Beauty is in the eye of the beholder.
Molly Bawn, 1878 "The Duchess," Margaret Wolfe Hungerford
Definition: Beauty cannot be judged objectively, for what one person finds beautiful or admirable may not appeal to another.
While this is absolutely true, it is also a sad witness to the misplaced emphasis on social acceptance and the seeming necessity for compliance. Madison Avenue is the home to multi-billion-dollar companies whose only goal (besides making money) is to dictate and then satisfy the cultural definition of beauty. According to their insanely successful methodology, for one to have the right clothes, hairstyle, make-up, and body type is by far the most important consideration of life. The truth is (and the majority of people agree), that to get where you want to go you have to look the part.
Perhaps there is some merit to this view, in that it serves as an inner motivator. Let’s face it, in our world appearance is important and to most people, looking good feels good. This is not a bad thing; it can even be a good thing, but there is a darker, desperate side. For years, mental health assessments have noted the obsessive behaviors associated with social and cultural pressures. Anorexia and bulimia are the most well-known, but there is a score of emotional disorders related to “the need to conform” to social norms. At their core, these obsessive behaviors are built on a detachment from God and misunderstanding or ignorance of our relationship with God.
“Your beauty should not come from outward adornments, such as braided hair and the wearing of gold jewelry and fine clothes. Instead, it should be that of your inner self, the unfading beauty of a gentle and quiet spirit, which is of great worth in God’s sight.” 1 Peter 3:3-4
Throughout Scripture, the love of God is presented as constant and pervasive. The standards of God are not our standards, and the requirements of God are not based on an economic model. God seeks us and wants us to know and seek Christ. God loves us and wants us to know and love ourselves. We can and should present ourselves in a fashion that makes us feel good; feeling good in this way is not contradictory to God. As we adorn ourselves, whether in diamonds or rhinestones, our feeling good should rest only on the foundation of God’s desire for us to find pleasure in ourselves.
“But the LORD said to Samuel, ‘Do not consider his appearance or his height, for I have rejected him. The LORD does not look at the things man looks at. Man looks at the outward appearance, but the LORD looks at the heart.'” 1 Samuel 16:7
God looks to our true selves and seeks to heal us there. Imagine going to the doctor for a stomachache and in response, he puts a band-aid on your stomach. A pretty little band-aid won’t help, and we wouldn’t tolerate that treatment. The beauty that God sees is the true beauty of who we are made to be; the rest is window dressing.

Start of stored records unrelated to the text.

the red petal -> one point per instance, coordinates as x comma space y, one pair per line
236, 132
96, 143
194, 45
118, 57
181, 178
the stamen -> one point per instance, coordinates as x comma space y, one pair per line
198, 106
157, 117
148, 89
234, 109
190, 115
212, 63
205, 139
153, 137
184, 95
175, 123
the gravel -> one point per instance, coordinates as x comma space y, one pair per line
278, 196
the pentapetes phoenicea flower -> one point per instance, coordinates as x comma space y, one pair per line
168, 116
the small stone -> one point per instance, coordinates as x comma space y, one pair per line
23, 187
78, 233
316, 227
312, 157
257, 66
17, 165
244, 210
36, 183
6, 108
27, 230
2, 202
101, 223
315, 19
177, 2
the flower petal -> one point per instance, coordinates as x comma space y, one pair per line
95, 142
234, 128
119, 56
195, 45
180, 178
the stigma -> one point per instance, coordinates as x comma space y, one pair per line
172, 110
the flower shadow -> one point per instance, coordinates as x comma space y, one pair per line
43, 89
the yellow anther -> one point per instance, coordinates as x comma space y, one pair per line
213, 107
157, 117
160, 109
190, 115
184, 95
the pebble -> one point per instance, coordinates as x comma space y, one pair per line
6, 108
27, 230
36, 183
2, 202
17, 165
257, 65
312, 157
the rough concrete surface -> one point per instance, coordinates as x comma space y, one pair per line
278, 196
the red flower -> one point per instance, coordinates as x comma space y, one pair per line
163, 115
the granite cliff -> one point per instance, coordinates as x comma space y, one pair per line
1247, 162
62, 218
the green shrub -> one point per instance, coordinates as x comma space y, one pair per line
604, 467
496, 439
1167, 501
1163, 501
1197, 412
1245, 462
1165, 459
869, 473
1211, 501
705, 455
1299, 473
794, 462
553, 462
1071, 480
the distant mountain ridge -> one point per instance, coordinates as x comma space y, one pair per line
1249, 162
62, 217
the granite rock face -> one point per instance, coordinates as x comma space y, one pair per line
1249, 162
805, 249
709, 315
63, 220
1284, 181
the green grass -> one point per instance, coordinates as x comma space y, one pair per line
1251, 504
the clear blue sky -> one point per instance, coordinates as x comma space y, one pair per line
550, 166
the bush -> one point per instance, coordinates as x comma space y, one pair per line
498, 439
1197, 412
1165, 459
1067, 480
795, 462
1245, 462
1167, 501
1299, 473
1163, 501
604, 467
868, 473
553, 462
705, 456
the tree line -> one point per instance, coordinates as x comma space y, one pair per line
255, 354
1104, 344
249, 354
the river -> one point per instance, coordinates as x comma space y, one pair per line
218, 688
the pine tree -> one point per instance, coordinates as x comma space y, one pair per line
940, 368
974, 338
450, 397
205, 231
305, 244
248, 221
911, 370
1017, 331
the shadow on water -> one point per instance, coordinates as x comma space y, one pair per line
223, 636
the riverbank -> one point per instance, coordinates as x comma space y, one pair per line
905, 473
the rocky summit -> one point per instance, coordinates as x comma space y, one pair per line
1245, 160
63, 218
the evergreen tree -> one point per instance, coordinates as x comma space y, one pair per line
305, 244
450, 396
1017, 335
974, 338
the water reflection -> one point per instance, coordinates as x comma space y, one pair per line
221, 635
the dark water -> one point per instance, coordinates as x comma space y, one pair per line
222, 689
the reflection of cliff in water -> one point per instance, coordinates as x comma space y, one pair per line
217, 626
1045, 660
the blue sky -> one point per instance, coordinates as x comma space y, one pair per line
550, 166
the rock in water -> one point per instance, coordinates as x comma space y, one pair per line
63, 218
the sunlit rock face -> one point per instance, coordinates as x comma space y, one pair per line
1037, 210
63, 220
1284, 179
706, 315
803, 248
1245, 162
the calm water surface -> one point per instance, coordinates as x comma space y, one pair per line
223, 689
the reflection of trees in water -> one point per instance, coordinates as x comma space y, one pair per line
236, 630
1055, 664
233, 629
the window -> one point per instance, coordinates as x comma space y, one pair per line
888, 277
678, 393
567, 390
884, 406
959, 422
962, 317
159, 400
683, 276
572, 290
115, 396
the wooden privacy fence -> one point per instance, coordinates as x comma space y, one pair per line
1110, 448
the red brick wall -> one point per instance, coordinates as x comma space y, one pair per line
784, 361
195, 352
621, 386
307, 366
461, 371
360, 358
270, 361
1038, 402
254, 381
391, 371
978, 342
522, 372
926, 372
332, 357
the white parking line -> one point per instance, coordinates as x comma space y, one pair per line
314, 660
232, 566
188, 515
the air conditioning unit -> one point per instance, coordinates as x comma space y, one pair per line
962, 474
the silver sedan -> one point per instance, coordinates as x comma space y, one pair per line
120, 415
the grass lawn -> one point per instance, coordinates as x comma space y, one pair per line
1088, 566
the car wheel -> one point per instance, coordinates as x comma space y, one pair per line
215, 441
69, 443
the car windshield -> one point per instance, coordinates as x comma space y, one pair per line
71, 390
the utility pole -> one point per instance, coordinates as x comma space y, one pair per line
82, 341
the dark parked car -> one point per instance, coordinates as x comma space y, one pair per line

“Physical exercise has some value, but spiritual exercise is much more important. It promises a reward in both this life and the next.” 1 Timothy 4:8
Taking care of ourselves is important and a faithful response to our knowledge that God made us. We honor God by caring for ourselves mentally, emotionally, and physically. Our care for ourselves is an affirmation that we understand God’s initial plan and respect God’s companionship along the way.
“I praise you because I am fearfully and wonderfully made; your works are wonderful, I know that full well.” Psalm 139:14
We are wonderfully made, and we should take care of the wonder that we are. Thinking about this draws us closer to God in the same way we are drawn close to others when they make sacrifices to help us. We thank them and are humble before them in our gratitude, how much more in our relationship with God!
Beauty is in the eye of the beholder.
Yes, and the beholder is God—and in turn, us as well. We need to see ourselves as God sees us and love what God has made.